Prepare a Jupyter Notebook script
Super Protocol TEE file system
Inside the TEE, you have a special file structure:
| Location | Purpose | Access |
|---|---|---|
/sp/inputs/input-0001 | Possible data location 1 | Read-only |
/sp/inputs/input-0002 | Possible data location 2 | Read-only |
/sp/output | Output folder for your results | Read own files and write |
Always use absolute paths, such as /sp/....
1. Prepare your script
In the Jupyter Notebook:
-
Locate your input file in
/sp/inputs. -
Load the data; for example, from a CSV file.
-
Process the data as needed.
-
Write the results to
/sp/outputso they are saved and returned after execution.
2. Find the input file
In the TEE, locate your input file, for example input.csv, using the find_input_file() function. This function checks both input folders and returns the absolute path:
from pathlib import Path
# Helper function to find the input file
def find_input_file(filename):
locations = [
Path(f"/sp/inputs/input-0002/{filename}"),
Path(f"/sp/inputs/input-0001/{filename}")
]
for path in locations:
if path.exists():
print(f"Using input file: {path}")
return path
raise FileNotFoundError(f"{filename} not found in input-0002 or input-0001")

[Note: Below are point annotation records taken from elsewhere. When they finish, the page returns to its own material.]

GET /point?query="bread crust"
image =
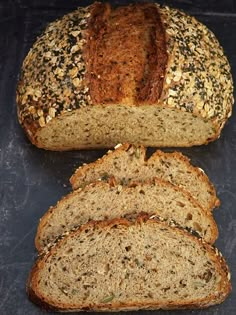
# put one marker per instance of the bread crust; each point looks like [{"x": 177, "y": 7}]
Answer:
[
  {"x": 213, "y": 105},
  {"x": 79, "y": 173},
  {"x": 220, "y": 264},
  {"x": 160, "y": 182}
]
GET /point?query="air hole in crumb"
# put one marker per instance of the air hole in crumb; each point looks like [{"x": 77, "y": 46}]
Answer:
[
  {"x": 128, "y": 248},
  {"x": 189, "y": 217}
]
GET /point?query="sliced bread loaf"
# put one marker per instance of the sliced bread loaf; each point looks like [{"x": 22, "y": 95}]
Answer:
[
  {"x": 122, "y": 265},
  {"x": 128, "y": 163},
  {"x": 159, "y": 78},
  {"x": 100, "y": 200}
]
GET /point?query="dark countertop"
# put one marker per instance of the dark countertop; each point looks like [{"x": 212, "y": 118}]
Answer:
[{"x": 31, "y": 180}]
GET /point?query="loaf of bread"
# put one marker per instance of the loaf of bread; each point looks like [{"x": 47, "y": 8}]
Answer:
[
  {"x": 100, "y": 201},
  {"x": 141, "y": 73},
  {"x": 129, "y": 163},
  {"x": 123, "y": 265}
]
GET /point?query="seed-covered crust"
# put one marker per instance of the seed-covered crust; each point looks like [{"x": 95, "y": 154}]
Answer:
[
  {"x": 193, "y": 75},
  {"x": 198, "y": 77},
  {"x": 52, "y": 76}
]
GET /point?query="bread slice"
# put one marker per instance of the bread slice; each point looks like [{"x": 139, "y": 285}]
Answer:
[
  {"x": 99, "y": 201},
  {"x": 122, "y": 265},
  {"x": 129, "y": 163}
]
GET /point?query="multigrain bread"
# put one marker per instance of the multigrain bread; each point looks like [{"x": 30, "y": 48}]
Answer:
[
  {"x": 142, "y": 74},
  {"x": 100, "y": 201},
  {"x": 129, "y": 163},
  {"x": 122, "y": 265}
]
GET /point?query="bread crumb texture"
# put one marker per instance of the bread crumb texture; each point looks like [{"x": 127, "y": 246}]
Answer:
[{"x": 120, "y": 265}]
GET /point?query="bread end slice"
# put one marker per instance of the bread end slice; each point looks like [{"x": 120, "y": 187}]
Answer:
[{"x": 203, "y": 280}]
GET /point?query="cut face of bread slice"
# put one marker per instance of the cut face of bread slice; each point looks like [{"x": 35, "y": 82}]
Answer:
[
  {"x": 119, "y": 265},
  {"x": 99, "y": 201},
  {"x": 128, "y": 163}
]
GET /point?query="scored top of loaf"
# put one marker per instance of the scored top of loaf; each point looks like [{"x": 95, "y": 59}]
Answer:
[{"x": 192, "y": 75}]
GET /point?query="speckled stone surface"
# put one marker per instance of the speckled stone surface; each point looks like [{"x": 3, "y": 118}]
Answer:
[{"x": 31, "y": 179}]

# Specify the input file (replace "input.csv" with the name of your file)
input_path = find_input_file("input.csv")
3. Read the input file
You can load the input file using any library or method suitable for your data format. For example, with pandas:
import pandas as pd
df = pd.read_csv(input_path)
print(df.head())
Use input_path as the file location if you use another method, such as the csv module, a JSON parser, or any other library.
4. Process and save the data
After loading your data, process it in memory and save the results to /sp/output. Ensure your processed data, whether a DataFrame, list, dictionary, or other format, is ready before saving. For example:
from pathlib import Path
import pandas as pd
# Create the output directory if it doesn't exist
output_path = Path("/sp/output")
output_path.mkdir(parents=True, exist_ok=True)
# Specify the output file (replace "output.csv" with the name of your file)
output_file = output_path / "output.csv"
df.to_csv(output_file, index=False)